L’occasione mi è venuta in mente semplicemente pensando alle domeniche primaverili e settembrine cittadine ed a come sia cambiato il modo di trascorrerele rispetto a quando per me erano da passare tassativamente fuoriporta o nella mia Brianza. Se anche solo fino ad un paio di anni fa per me era quasi inconcepibile pensare di trascorrere il weekend in città ed ogni scusa era buona per impugnare il trolley di venerdì sera (inviti da amici, finesettimana fuori Milano, strusci comaschi, rientri in famiglia, grigliate, gite, compleanni & varie…), insomma, se prima ogni scusa era buona per salutare le mura meneghine fino al lunedì mattina, in questi ultimi tempi devo dire che mi sono ricreduta ed ho scoperto il piacere di vivere la città anche quando tutti i milanesi sono via.

E’ proprio vero che, come mi dicevano tempo fa alcune amiche che vivono in altre città, è proprio in certi periodi (weekend, estate, feste) che si riesce a godere appieno del posto in cui vivi perchè quando tutti partono lo senti un po’ più tuo e riesci a goderti quelle strade, quei locali e quei luoghi che di solito scorgi passandoci accanto di fretta oppure sono troppo affollati per poterli apprezzare con calma.
Così ho pensato di approfittare di uno dei primi weekend di settembre (ancora quasi estivi visto il caldo) per fare una piccola dichiarazione d’amore alle domeniche milanesi e alla bellezza di perdersi in città senza niente di particolare da fare, magari dopo aver fatto le solite ore piccole la sera prima quindi ancora più propense al girovagare tranquillo senza meta, se non il godersi una Milano che ti sembra di riscoprire ogni volta ai ritmi rallentati di una domenica qualunque.


Ecco quindi qualche frammento di quello in cui mi sono imbattuta in questa giornata:
– una colazione veloce con caffè americano e muffin insieme a pochi altri avventori (ok molto English breakfast)
– fiori che ricoprono come un tappeto il cortile sotto casa
– una pausa dal sapore americano con donuts all’Arnold Coffee (dedicato a tutti gli italiani esterofili che amano Starbucks).
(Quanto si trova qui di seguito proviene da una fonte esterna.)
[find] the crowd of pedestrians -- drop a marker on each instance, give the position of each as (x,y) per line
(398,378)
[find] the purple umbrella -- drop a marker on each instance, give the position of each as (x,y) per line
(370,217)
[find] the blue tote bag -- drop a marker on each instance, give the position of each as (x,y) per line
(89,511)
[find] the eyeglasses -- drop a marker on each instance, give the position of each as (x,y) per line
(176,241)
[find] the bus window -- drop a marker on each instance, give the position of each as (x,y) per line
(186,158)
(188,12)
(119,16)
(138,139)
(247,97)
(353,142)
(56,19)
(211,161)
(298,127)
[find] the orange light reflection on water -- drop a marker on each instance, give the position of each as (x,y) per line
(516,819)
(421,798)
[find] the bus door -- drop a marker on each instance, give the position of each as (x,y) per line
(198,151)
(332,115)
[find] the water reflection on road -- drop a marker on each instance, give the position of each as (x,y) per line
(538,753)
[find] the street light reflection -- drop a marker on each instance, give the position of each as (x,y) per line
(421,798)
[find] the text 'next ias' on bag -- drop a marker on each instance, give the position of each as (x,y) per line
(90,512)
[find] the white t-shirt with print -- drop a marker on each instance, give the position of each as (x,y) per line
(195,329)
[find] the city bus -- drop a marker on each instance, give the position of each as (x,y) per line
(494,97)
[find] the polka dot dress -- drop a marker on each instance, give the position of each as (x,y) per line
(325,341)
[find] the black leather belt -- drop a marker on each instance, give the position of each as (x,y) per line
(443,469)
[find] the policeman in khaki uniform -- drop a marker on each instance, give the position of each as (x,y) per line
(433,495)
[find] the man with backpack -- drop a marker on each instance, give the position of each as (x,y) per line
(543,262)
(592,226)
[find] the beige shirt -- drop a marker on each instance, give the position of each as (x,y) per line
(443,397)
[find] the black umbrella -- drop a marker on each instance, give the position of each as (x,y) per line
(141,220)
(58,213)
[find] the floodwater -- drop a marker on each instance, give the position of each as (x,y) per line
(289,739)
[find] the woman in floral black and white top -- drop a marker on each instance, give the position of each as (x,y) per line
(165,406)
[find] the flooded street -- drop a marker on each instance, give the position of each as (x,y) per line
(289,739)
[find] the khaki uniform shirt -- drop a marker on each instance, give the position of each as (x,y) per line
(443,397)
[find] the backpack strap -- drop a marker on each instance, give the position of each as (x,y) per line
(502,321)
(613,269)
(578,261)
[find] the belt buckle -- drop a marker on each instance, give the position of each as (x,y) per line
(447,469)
Ps: forse i muffin ai  mirtilli più grandi di Milano!
– Il laghetto del Parco Sempione che dalla primavera in poi diventa sempre più popoloso per chi ama anche solo il sano far niente seduti sul prato
– un’altra pausa dal sapore internazionale con un aperitivo svedese in zona Vigentino
– un giro ai Navigli curiosando tra gli scaffali di un negozietto vintage.

Insomma che dire? Non sono poi così brutte le domeniche milanesi per tutti noi che ne scappavamo, no?!